Fourth, many are beginning to appreciate that – rather than technology creating a socio-economiic digital divide, it may do just the opposite. Connectivity can be targeted at those who need it the most first – whether that be an 18 year old pregnant single mother of 2 in West Philly, or a Montana farm family 200 miles from the nearest hospital, or the only daughter of a widowed mother living alone three states away.
Finally, embracing the trends may allow us to efficiently and effectively manage existing chronic disease burden on the one hand, while simultaneously building a truly preventive system that will serve Anabella, her children and her grandchildren on the other.

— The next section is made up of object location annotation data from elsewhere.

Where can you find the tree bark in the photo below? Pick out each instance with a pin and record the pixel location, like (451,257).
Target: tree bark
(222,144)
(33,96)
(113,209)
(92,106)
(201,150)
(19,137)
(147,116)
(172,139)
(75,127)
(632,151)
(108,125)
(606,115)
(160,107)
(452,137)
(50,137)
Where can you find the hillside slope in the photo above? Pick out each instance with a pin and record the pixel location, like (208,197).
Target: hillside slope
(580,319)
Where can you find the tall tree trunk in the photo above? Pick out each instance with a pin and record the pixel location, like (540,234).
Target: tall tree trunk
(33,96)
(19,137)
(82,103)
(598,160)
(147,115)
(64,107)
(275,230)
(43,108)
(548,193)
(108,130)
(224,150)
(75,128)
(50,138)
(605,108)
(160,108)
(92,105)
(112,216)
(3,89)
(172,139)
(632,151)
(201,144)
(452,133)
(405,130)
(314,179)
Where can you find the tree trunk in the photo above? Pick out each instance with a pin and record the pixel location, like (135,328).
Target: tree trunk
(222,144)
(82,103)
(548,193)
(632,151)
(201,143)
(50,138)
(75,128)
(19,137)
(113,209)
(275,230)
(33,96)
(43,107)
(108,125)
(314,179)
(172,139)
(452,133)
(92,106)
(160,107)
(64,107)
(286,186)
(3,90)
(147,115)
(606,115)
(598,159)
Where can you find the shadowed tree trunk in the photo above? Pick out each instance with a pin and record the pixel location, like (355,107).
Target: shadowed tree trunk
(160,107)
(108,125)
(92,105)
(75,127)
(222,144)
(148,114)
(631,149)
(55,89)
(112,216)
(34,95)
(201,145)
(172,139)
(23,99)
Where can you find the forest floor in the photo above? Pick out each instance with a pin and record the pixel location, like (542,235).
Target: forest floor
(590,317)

What’s missing and where do we begin? I will leave the second question open for discussion, but will end my remarks by describing one missing “killer application” under development by everyone from Google to Microsoft to Intel, and 100’s of entrepreneurs in between. I predict this killer application will be ubiquitous on all new computers within 5 years. It will supplant Personal Health Records (PHR’s), and it will come from the Consumer side, with or without support from clinicians. This single killer application will be the “tipping point” for a truly Preventive Health Care System.
I call this application an LPR, for Lifespan Planning Record. (5) It is a graphically pleasing, highly powered, software application, capable of “sucking-up” automatically a wide range of individual, family, community and environmental and scientific data; converting that data into a personalized, predictive, preventive and participatory prospective, and strategic health plan as described by Dr’s Snyderman and Yoediono (6); and adjusting this plan in real time to outcome inputs, modifying the plan and inputing targeted information in support of adherence. With what we know today, Anabella’s 100 year plan would already be embedded with thousands of targeted ionputs, 10 years from now, hundreds of thousands.
Medical Home’s values are not wrong, but it’s destination currently is. But that could, and I believe must change. If we are to preserve relationship based health care, we must embrace the trends and lead with a vision sufficient powered to excite the imagination. That vision must embrace complexity, connectivity and consumerism – while reinforcing the social capital embedded inrelationships between the people and the people caring for the people.